# Those annoying school/work filters...



## Ian (Jul 25, 2006)

Okay, as I am sure a lot of other people are, I get kinda fedup with school filters. They filter the majority of content that is not mathematical related, which can be an absolute bummer. Many of you may have seen various proxy websites, altho a lot of them use META tags with the word "proxy" or "proxify" in them, so they are search engine friendly. Although, becuase of this, the school filter systems often browse meta tags, thus filtering these sites as well.

So, I decided to make my own proxy website using NO words related to proxy in the content that will be read by the school filter.

If anyone else wnats to use it to access sites such as bebo, myspace, ebay, or, anything that takes you fancy...even mantidforum! Then here is the URL:

www.insectstore.com/search

The URL has already spread round my school!

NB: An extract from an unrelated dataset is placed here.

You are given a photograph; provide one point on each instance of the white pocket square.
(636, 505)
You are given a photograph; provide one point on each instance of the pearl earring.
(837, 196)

So feel free to use it yourselves and disperse it

Thought it might be of some use to some of you.


----------



## worldofmantis (Jul 25, 2006)

lol! nice job ian lol


----------



## Johnald Chaffinch (Jul 25, 2006)

how old are you again ian, yur still at school?  yur gonna be a millionaire with yur business head :lol:


----------



## Ian (Jul 26, 2006)

Ha, one can only wish ^_^ I'm 15.


----------



## jandl2204 (Jul 26, 2006)

LOL it was only a matter of time until you got that up.


----------



## ellroy (Jul 29, 2006)

They are gonna luv you in the slammer Ian....in fact I reckon they'll be lining up to 'luv' you!

Alan


----------



## Ian (Jul 29, 2006)

Pfff, maybe I made this site LONG ago then..


----------